Can you provide a complete reproducible example? What makes you say it does not learn well?

Thank you very much for your message! Actually, the rest of the code is quite simple. I am attaching it.

ar_hparams = ARParams(;
    ϕ=[0.5f0, 0.3f0, 0.2f0],
    x₁=rand(Normal(0.0f0, 1.0f0)),
    proclen=20000,
    noise=Normal(0.0f0, 0.2f0),
)

n_series = 100

loaderXtrain, loaderYtrain, loaderXtest, loaderYtest = generate_batch_train_test_data(
    n_series, ar_hparams
)

model = Chain(
    RNN(1 => 10, relu), RNN(10 => 10, relu), Dense(10 => 16, relu), Dense(16 => 2, identity)
)

ARParams are the parameters for the autoregressive process and generate_batch_train_test_data is a function that generates n_series realizations of the autoregressive process. loaderXtrain are the autoregressive series and loaderYtrain are the same series shifted to the right by one step. That is, if loaderXtrain[1] (it would actually be collect(loaderXtrain)[1]) represents an autoregressive process X_t, loaderYtrain[1] would be the process X_{t+1}.

Well, I think it doesn’t seem to be learning since the loss after training is the following (I’ve tried with different learning rates and parameters and the results are the same). Obviously, looking at how it approximates the series used for training, it doesn’t manage to get good results; in fact, it seems that the solution after training is practically identical to the solution before training.

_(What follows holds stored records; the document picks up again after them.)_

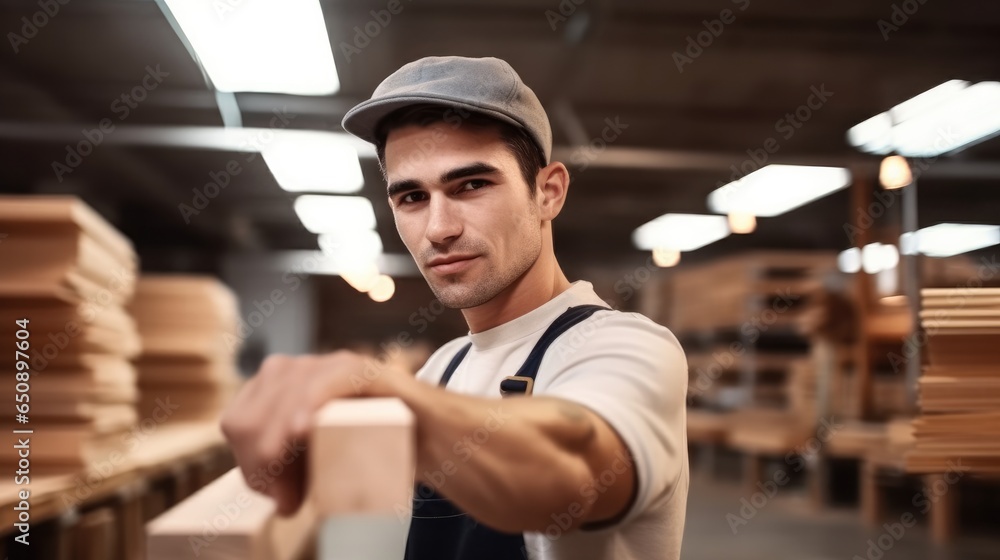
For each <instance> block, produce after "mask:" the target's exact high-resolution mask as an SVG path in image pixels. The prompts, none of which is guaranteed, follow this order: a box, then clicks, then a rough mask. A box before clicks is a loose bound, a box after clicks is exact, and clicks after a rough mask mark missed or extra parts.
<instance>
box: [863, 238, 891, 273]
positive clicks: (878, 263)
mask: <svg viewBox="0 0 1000 560" xmlns="http://www.w3.org/2000/svg"><path fill="white" fill-rule="evenodd" d="M898 264H899V251H898V250H897V249H896V246H895V245H883V244H882V243H869V244H868V245H865V246H864V248H862V249H861V268H862V269H863V270H864V271H865V272H867V273H868V274H875V273H877V272H882V271H884V270H892V269H893V268H896V265H898Z"/></svg>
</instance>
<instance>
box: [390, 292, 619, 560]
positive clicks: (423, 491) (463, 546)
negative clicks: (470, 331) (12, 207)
mask: <svg viewBox="0 0 1000 560" xmlns="http://www.w3.org/2000/svg"><path fill="white" fill-rule="evenodd" d="M601 309H609V308H607V307H603V306H600V305H578V306H576V307H570V308H568V309H567V310H566V311H565V312H563V314H562V315H560V316H559V317H558V318H557V319H556V320H555V321H554V322H553V323H552V324H551V325H549V328H548V329H546V330H545V332H544V333H543V334H542V337H541V338H540V339H539V340H538V342H537V343H536V344H535V347H534V348H532V349H531V353H530V354H528V359H527V360H525V362H524V364H523V365H522V366H521V369H519V370H517V374H516V375H512V376H510V377H507V378H505V379H504V380H503V381H501V382H500V393H501V395H503V396H505V397H506V396H508V395H514V394H524V395H530V394H531V390H532V387H533V385H534V381H535V375H536V374H537V373H538V367H539V365H541V363H542V356H544V355H545V351H546V350H548V348H549V345H551V344H552V342H553V341H555V339H556V338H558V337H559V335H561V334H563V333H564V332H566V331H567V330H568V329H569V328H570V327H572V326H573V325H575V324H577V323H579V322H580V321H583V320H584V319H586V318H587V317H590V316H591V315H592V314H593V313H594V312H595V311H599V310H601ZM471 347H472V343H471V342H470V343H468V344H466V345H465V346H464V347H462V349H461V350H459V351H458V353H457V354H455V357H454V358H452V360H451V363H449V364H448V367H447V369H445V371H444V375H443V376H441V382H440V385H441V386H442V387H444V386H446V385H447V384H448V380H449V379H451V376H452V374H454V373H455V370H456V369H458V365H459V364H461V363H462V360H463V359H465V355H466V354H468V353H469V348H471ZM526 557H527V554H526V552H525V546H524V536H523V534H522V533H516V534H510V533H501V532H500V531H495V530H493V529H490V528H489V527H487V526H485V525H480V524H479V523H478V522H477V521H476V520H475V519H473V518H472V517H470V516H469V515H468V514H466V513H465V512H464V511H462V510H460V509H458V508H457V507H455V505H454V504H452V503H451V502H449V501H448V500H447V499H445V498H443V497H442V496H440V495H439V494H438V493H437V492H435V491H434V490H433V489H432V488H430V487H428V486H426V485H424V484H418V485H417V487H416V489H415V490H414V494H413V518H412V520H411V522H410V533H409V535H408V537H407V541H406V559H405V560H515V559H518V558H526Z"/></svg>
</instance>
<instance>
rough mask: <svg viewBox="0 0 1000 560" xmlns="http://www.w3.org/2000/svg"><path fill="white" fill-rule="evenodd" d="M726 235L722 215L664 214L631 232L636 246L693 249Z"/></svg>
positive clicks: (644, 246)
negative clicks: (711, 215)
mask: <svg viewBox="0 0 1000 560" xmlns="http://www.w3.org/2000/svg"><path fill="white" fill-rule="evenodd" d="M727 235H729V224H728V223H727V222H726V217H725V216H709V215H704V214H664V215H663V216H660V217H659V218H656V219H655V220H653V221H651V222H648V223H646V224H643V225H642V226H639V227H638V228H637V229H636V230H635V231H634V232H632V242H633V243H635V246H636V247H638V248H639V249H645V250H647V251H652V250H653V249H674V250H676V251H694V250H695V249H699V248H701V247H704V246H705V245H708V244H709V243H714V242H716V241H718V240H720V239H722V238H723V237H726V236H727Z"/></svg>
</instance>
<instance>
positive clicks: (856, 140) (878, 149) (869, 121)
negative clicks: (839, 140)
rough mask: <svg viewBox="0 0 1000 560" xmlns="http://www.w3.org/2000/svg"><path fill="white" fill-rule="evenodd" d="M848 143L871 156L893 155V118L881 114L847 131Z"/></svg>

I’m sorry if the example is not minimal. If you need more information, I will try to upload a minimal, reproducible example tomorrow. The thing is that the code for generating the AR(p) process has turned out to be longer than it should. I just wanted to know if I’ve made some big mistake that I’m not seeing, or if DEEPAR is supposed to perform this poorly.